Berlino, Fabrizia Di Lorenzo, la ragazza dispersa: una figlia dell'Erasmus con il sogno dell'integrazione .,e dubbi sull'attentato parte II

Leggendo sula  mia pagina  di fb   l'articolo di repubblica  (  condiviso  dalla amica  \ utente  daniela  tuscano  ) che  trovaste  sotto  ,  ho deciso di spostare l'altra  news   sul tentativo  di trovare  un capo espiratorio  o errore  sui  colpevoli dell'attentato  (  ?  )   eun altro post  sui  miie dubbi dell'attentato http://ulisse-compagnidistrada.blogspot.com/2016/12/dubbi-sul-vile-attentato-ai-mercatino.html


da repubblica  online


Berlino, Fabrizia Di Lorenzo, la ragazza dispersa: una figlia dell'Erasmus con il sogno dell'integrazione.
Cervello in fuga, 31enne di Sulmona, laureata a Bologna, lavora nella capitale tedesca per un'azienda di trasporti.
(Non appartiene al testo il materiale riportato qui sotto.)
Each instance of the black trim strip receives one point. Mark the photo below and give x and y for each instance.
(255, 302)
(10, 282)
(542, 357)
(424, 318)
I familiari in Germania per l'esame del Dna


di AGNESE ANANASSO






Fabzia Di Lorenzo (foto da Twitter) DOPO ore col fiato sospeso in attesa di notizie su Fabrizia Di Lorenzo, la 31enne di Sulmona (L'Aquila) dispersa dopo la strage di Berlino di ieri sera, le speranze che non sia tra le vittime non identificate si sono ridotte a un soffio. Lo stesso papà Gaetano, in partenza per la capitale tedesca ha affermato tra le lacrime: "Non dovrebbero esserci più dubbi, aspettiamo conferme, ma non mi illudo"
L'allarme è scattato in mattinata quando Fabrizia non si è presentata al lavoro ma i familiari hanno da subito temuto il peggio, da quando hanno cercato invano di mettersi in contatto con lei, senza ricevere risposta. Il suo cellulare è stato poi ritrovato sul luogo dell'attentato. Questa notte la famiglia si è messa quindi in contatto con la Farnesina e la madre e il fratello sono partiti immediatamente per la Germania per essere sottoposti all'esame del Dna. Solo dopo la comparazione del profilo genetico con le vittime non identificate le sue condizioni potranno essere ufficializzate.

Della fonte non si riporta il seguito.